The poor fellows, left on shore in Mexico, entered upon a terrible campaign of danger and suffering. The first party of Indians that the castaways fell in with, slaughtered a number of them, but on discovering that they were not Spaniards, whom the Indians hated inveterately, spared the remainder, and directed them to the port of Tampico. It is recorded of two of their number, Richard Brown and Richard Twide, that they performed the wonderful feat, under such cruel disadvantages and difficulties, of marching across the North American continent from Mexico to Nova Scotia,—from which they were brought home in a French ship. Others of the wanderers fell into the hands of the Spaniards, who sent some of them prisoners to Mexico, and others to Spain, where, by sentence of the Holy Inquisition, some were burnt to death, and others consigned for long terms to imprisonment. Miles Philips, one of the crew, reached England, after many perilous adventures and hair-breadth ’scapes, in 1582. Job Hortop and John Bone were sentenced to imprisonment for ten years. Hortop, after twenty-three years’ absence from England, spent in Hawkins’ fleet, and in wanderings, imprisonment, and divers perils, reached home in 1590, and wrote an interesting account of the voyage, and of his personal adventures.
SIR JOHN HAWKINS PURSUING THE SHIPS OF THE ARMADA.

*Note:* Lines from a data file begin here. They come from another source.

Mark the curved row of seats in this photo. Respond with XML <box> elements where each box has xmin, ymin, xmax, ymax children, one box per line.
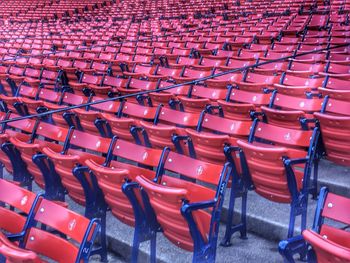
<box><xmin>0</xmin><ymin>0</ymin><xmax>350</xmax><ymax>262</ymax></box>
<box><xmin>0</xmin><ymin>0</ymin><xmax>112</xmax><ymax>20</ymax></box>
<box><xmin>0</xmin><ymin>86</ymin><xmax>348</xmax><ymax>262</ymax></box>
<box><xmin>0</xmin><ymin>110</ymin><xmax>310</xmax><ymax>259</ymax></box>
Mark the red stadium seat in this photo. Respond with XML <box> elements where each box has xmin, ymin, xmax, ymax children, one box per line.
<box><xmin>262</xmin><ymin>91</ymin><xmax>323</xmax><ymax>129</ymax></box>
<box><xmin>0</xmin><ymin>178</ymin><xmax>38</xmax><ymax>235</ymax></box>
<box><xmin>314</xmin><ymin>97</ymin><xmax>350</xmax><ymax>166</ymax></box>
<box><xmin>235</xmin><ymin>119</ymin><xmax>320</xmax><ymax>239</ymax></box>
<box><xmin>134</xmin><ymin>149</ymin><xmax>231</xmax><ymax>261</ymax></box>
<box><xmin>139</xmin><ymin>105</ymin><xmax>199</xmax><ymax>150</ymax></box>
<box><xmin>303</xmin><ymin>189</ymin><xmax>350</xmax><ymax>263</ymax></box>
<box><xmin>279</xmin><ymin>188</ymin><xmax>350</xmax><ymax>262</ymax></box>
<box><xmin>0</xmin><ymin>198</ymin><xmax>101</xmax><ymax>263</ymax></box>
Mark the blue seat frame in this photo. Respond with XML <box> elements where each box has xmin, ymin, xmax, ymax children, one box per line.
<box><xmin>224</xmin><ymin>118</ymin><xmax>321</xmax><ymax>247</ymax></box>
<box><xmin>279</xmin><ymin>187</ymin><xmax>337</xmax><ymax>263</ymax></box>
<box><xmin>124</xmin><ymin>147</ymin><xmax>233</xmax><ymax>263</ymax></box>
<box><xmin>172</xmin><ymin>107</ymin><xmax>249</xmax><ymax>247</ymax></box>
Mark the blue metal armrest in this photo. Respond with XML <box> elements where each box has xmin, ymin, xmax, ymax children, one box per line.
<box><xmin>300</xmin><ymin>117</ymin><xmax>317</xmax><ymax>130</ymax></box>
<box><xmin>172</xmin><ymin>134</ymin><xmax>196</xmax><ymax>158</ymax></box>
<box><xmin>136</xmin><ymin>94</ymin><xmax>153</xmax><ymax>107</ymax></box>
<box><xmin>182</xmin><ymin>199</ymin><xmax>217</xmax><ymax>212</ymax></box>
<box><xmin>130</xmin><ymin>126</ymin><xmax>151</xmax><ymax>147</ymax></box>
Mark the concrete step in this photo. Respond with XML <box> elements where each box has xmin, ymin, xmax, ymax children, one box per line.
<box><xmin>68</xmin><ymin>199</ymin><xmax>283</xmax><ymax>263</ymax></box>
<box><xmin>317</xmin><ymin>159</ymin><xmax>350</xmax><ymax>198</ymax></box>
<box><xmin>90</xmin><ymin>253</ymin><xmax>126</xmax><ymax>263</ymax></box>
<box><xmin>221</xmin><ymin>191</ymin><xmax>317</xmax><ymax>242</ymax></box>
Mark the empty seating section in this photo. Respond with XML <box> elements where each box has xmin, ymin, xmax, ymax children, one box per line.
<box><xmin>0</xmin><ymin>0</ymin><xmax>349</xmax><ymax>262</ymax></box>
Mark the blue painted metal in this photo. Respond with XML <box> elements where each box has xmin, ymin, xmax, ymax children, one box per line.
<box><xmin>130</xmin><ymin>126</ymin><xmax>152</xmax><ymax>147</ymax></box>
<box><xmin>32</xmin><ymin>153</ymin><xmax>66</xmax><ymax>201</ymax></box>
<box><xmin>171</xmin><ymin>134</ymin><xmax>196</xmax><ymax>158</ymax></box>
<box><xmin>7</xmin><ymin>78</ymin><xmax>18</xmax><ymax>97</ymax></box>
<box><xmin>1</xmin><ymin>142</ymin><xmax>32</xmax><ymax>189</ymax></box>
<box><xmin>196</xmin><ymin>110</ymin><xmax>206</xmax><ymax>132</ymax></box>
<box><xmin>122</xmin><ymin>182</ymin><xmax>160</xmax><ymax>263</ymax></box>
<box><xmin>221</xmin><ymin>145</ymin><xmax>249</xmax><ymax>247</ymax></box>
<box><xmin>278</xmin><ymin>235</ymin><xmax>307</xmax><ymax>263</ymax></box>
<box><xmin>77</xmin><ymin>218</ymin><xmax>102</xmax><ymax>263</ymax></box>
<box><xmin>225</xmin><ymin>84</ymin><xmax>234</xmax><ymax>102</ymax></box>
<box><xmin>94</xmin><ymin>118</ymin><xmax>114</xmax><ymax>138</ymax></box>
<box><xmin>278</xmin><ymin>187</ymin><xmax>330</xmax><ymax>263</ymax></box>
<box><xmin>73</xmin><ymin>165</ymin><xmax>108</xmax><ymax>262</ymax></box>
<box><xmin>0</xmin><ymin>82</ymin><xmax>7</xmax><ymax>96</ymax></box>
<box><xmin>63</xmin><ymin>111</ymin><xmax>84</xmax><ymax>131</ymax></box>
<box><xmin>268</xmin><ymin>89</ymin><xmax>278</xmax><ymax>108</ymax></box>
<box><xmin>152</xmin><ymin>104</ymin><xmax>163</xmax><ymax>125</ymax></box>
<box><xmin>153</xmin><ymin>147</ymin><xmax>170</xmax><ymax>183</ymax></box>
<box><xmin>247</xmin><ymin>118</ymin><xmax>259</xmax><ymax>143</ymax></box>
<box><xmin>320</xmin><ymin>95</ymin><xmax>329</xmax><ymax>113</ymax></box>
<box><xmin>283</xmin><ymin>157</ymin><xmax>309</xmax><ymax>238</ymax></box>
<box><xmin>181</xmin><ymin>162</ymin><xmax>232</xmax><ymax>262</ymax></box>
<box><xmin>205</xmin><ymin>105</ymin><xmax>224</xmax><ymax>117</ymax></box>
<box><xmin>136</xmin><ymin>94</ymin><xmax>153</xmax><ymax>106</ymax></box>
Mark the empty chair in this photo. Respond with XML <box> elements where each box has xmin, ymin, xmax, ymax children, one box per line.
<box><xmin>148</xmin><ymin>65</ymin><xmax>184</xmax><ymax>81</ymax></box>
<box><xmin>204</xmin><ymin>70</ymin><xmax>241</xmax><ymax>89</ymax></box>
<box><xmin>234</xmin><ymin>71</ymin><xmax>280</xmax><ymax>92</ymax></box>
<box><xmin>287</xmin><ymin>61</ymin><xmax>325</xmax><ymax>77</ymax></box>
<box><xmin>0</xmin><ymin>113</ymin><xmax>41</xmax><ymax>187</ymax></box>
<box><xmin>101</xmin><ymin>75</ymin><xmax>129</xmax><ymax>95</ymax></box>
<box><xmin>0</xmin><ymin>178</ymin><xmax>39</xmax><ymax>236</ymax></box>
<box><xmin>139</xmin><ymin>105</ymin><xmax>199</xmax><ymax>151</ymax></box>
<box><xmin>321</xmin><ymin>62</ymin><xmax>350</xmax><ymax>79</ymax></box>
<box><xmin>44</xmin><ymin>91</ymin><xmax>90</xmax><ymax>127</ymax></box>
<box><xmin>314</xmin><ymin>97</ymin><xmax>350</xmax><ymax>166</ymax></box>
<box><xmin>229</xmin><ymin>119</ymin><xmax>320</xmax><ymax>243</ymax></box>
<box><xmin>217</xmin><ymin>84</ymin><xmax>271</xmax><ymax>120</ymax></box>
<box><xmin>69</xmin><ymin>73</ymin><xmax>103</xmax><ymax>95</ymax></box>
<box><xmin>318</xmin><ymin>86</ymin><xmax>350</xmax><ymax>101</ymax></box>
<box><xmin>262</xmin><ymin>90</ymin><xmax>323</xmax><ymax>129</ymax></box>
<box><xmin>0</xmin><ymin>198</ymin><xmax>101</xmax><ymax>263</ymax></box>
<box><xmin>42</xmin><ymin>129</ymin><xmax>111</xmax><ymax>207</ymax></box>
<box><xmin>121</xmin><ymin>64</ymin><xmax>156</xmax><ymax>78</ymax></box>
<box><xmin>9</xmin><ymin>118</ymin><xmax>68</xmax><ymax>194</ymax></box>
<box><xmin>279</xmin><ymin>187</ymin><xmax>350</xmax><ymax>263</ymax></box>
<box><xmin>274</xmin><ymin>73</ymin><xmax>325</xmax><ymax>97</ymax></box>
<box><xmin>177</xmin><ymin>85</ymin><xmax>227</xmax><ymax>113</ymax></box>
<box><xmin>85</xmin><ymin>138</ymin><xmax>162</xmax><ymax>262</ymax></box>
<box><xmin>147</xmin><ymin>81</ymin><xmax>190</xmax><ymax>107</ymax></box>
<box><xmin>97</xmin><ymin>101</ymin><xmax>157</xmax><ymax>141</ymax></box>
<box><xmin>183</xmin><ymin>108</ymin><xmax>251</xmax><ymax>165</ymax></box>
<box><xmin>6</xmin><ymin>66</ymin><xmax>25</xmax><ymax>91</ymax></box>
<box><xmin>302</xmin><ymin>188</ymin><xmax>350</xmax><ymax>263</ymax></box>
<box><xmin>134</xmin><ymin>148</ymin><xmax>232</xmax><ymax>262</ymax></box>
<box><xmin>254</xmin><ymin>60</ymin><xmax>288</xmax><ymax>75</ymax></box>
<box><xmin>322</xmin><ymin>75</ymin><xmax>350</xmax><ymax>91</ymax></box>
<box><xmin>173</xmin><ymin>67</ymin><xmax>213</xmax><ymax>83</ymax></box>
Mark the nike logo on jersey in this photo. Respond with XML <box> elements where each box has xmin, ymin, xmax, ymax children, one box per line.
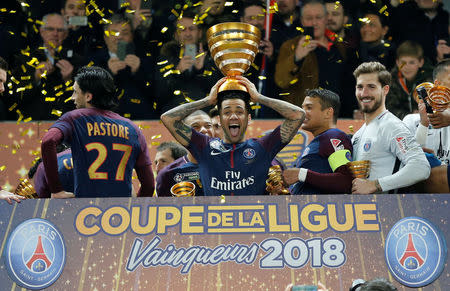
<box><xmin>211</xmin><ymin>149</ymin><xmax>231</xmax><ymax>156</ymax></box>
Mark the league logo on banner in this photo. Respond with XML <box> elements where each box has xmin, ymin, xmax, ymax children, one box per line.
<box><xmin>385</xmin><ymin>217</ymin><xmax>447</xmax><ymax>287</ymax></box>
<box><xmin>3</xmin><ymin>218</ymin><xmax>66</xmax><ymax>290</ymax></box>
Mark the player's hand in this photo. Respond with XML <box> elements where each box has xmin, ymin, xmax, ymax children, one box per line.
<box><xmin>51</xmin><ymin>191</ymin><xmax>75</xmax><ymax>199</ymax></box>
<box><xmin>108</xmin><ymin>57</ymin><xmax>127</xmax><ymax>75</ymax></box>
<box><xmin>234</xmin><ymin>75</ymin><xmax>260</xmax><ymax>103</ymax></box>
<box><xmin>0</xmin><ymin>190</ymin><xmax>26</xmax><ymax>204</ymax></box>
<box><xmin>351</xmin><ymin>178</ymin><xmax>377</xmax><ymax>194</ymax></box>
<box><xmin>422</xmin><ymin>147</ymin><xmax>435</xmax><ymax>155</ymax></box>
<box><xmin>282</xmin><ymin>168</ymin><xmax>300</xmax><ymax>185</ymax></box>
<box><xmin>206</xmin><ymin>77</ymin><xmax>227</xmax><ymax>106</ymax></box>
<box><xmin>55</xmin><ymin>59</ymin><xmax>74</xmax><ymax>81</ymax></box>
<box><xmin>428</xmin><ymin>108</ymin><xmax>450</xmax><ymax>128</ymax></box>
<box><xmin>124</xmin><ymin>54</ymin><xmax>141</xmax><ymax>73</ymax></box>
<box><xmin>194</xmin><ymin>43</ymin><xmax>206</xmax><ymax>71</ymax></box>
<box><xmin>295</xmin><ymin>36</ymin><xmax>318</xmax><ymax>62</ymax></box>
<box><xmin>176</xmin><ymin>56</ymin><xmax>195</xmax><ymax>73</ymax></box>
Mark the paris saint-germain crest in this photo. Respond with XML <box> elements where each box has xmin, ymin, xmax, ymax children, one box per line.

In his last expedition Hawkins had returned with impaired fortune, but without dishonour. He had, indeed, added to the lustre of England, and to his personal renown, by the skill and valour he had displayed in the affair of St. John de Ulloa,—in which the glory was his, and infamy attached to the treacherous Spaniards, whose immense superiority in strength should have enabled them to extinguish their enemy, instead of being beaten by him. In recognition of his valour, Hawkins was granted by Clarencieux, king at arms, further heraldic honours, in an augmentation of his arms; he was also appointed Treasurer to the Navy, an office of great honour and profit.